We have been very inventive.  But none of these plans scale up to real solutions for a world that has already lost 50% of its coral and is getting warmer every year, heading towards a +3.5 to +5.0oC increase by the end of this century.

What we should be doing, apart from speaking out loudly and repeatedly against global inaction on efforts to reduce emissions, is intensifying our efforts to understand the details of how coral reef ecosystems function, and to explore ways of retaining at least some of those functions even as coral reefs degrade.  A few of the world’s coral reef scientists are doing this.  They include ecologists and evolutionary biologists, molecular and cellular biologists, geneticists, and many others.  They focus on corals but also on fishes and crustacea and molluscs, and on all those other creatures, including algae, that make a reef possible.  See for example, the articles in this special issue of Functional Ecology.

Cover of Functional Ecology 33 (6), containing an eight-article, special topic on coral reef functional ecology in the Anthropocene.  Photo © Tane Sinclair-Taylor.

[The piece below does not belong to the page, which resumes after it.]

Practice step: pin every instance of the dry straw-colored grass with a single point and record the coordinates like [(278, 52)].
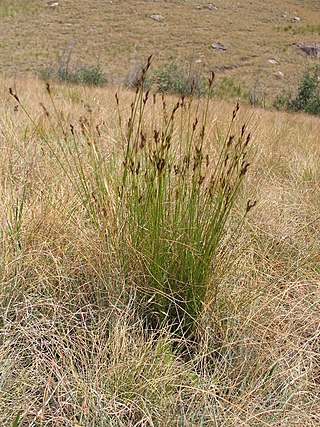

But these scientists are a tiny minority of the now very large reef science community.  I only hope they prosper and become the leaders that can bring about sensible adaptations that will help us preserve some of the functions, some of the goods and services, and some of the wonder that healthy coral reefs now provide.

If we can build a future world which has shallow-water ecosystems that largely replace the functions of the coral reefs of the 1950s, coral reef science will have done well.  And in doing well, it would have shown the rest of us how to help our world transition to a good Anthropocene.  This may now be the best we can aim for.  We have had forty years (since the 1982 bleachings) in which we have failed to grapple with the root problem of excess emissions, and we show little sign that we are starting to act aggressively on climate yet.  Perhaps, just perhaps, Covid-19 might help us to understand how to work as a global partnership to manage global crises.  This is learning we clearly need and learning that would help us deal with climate change.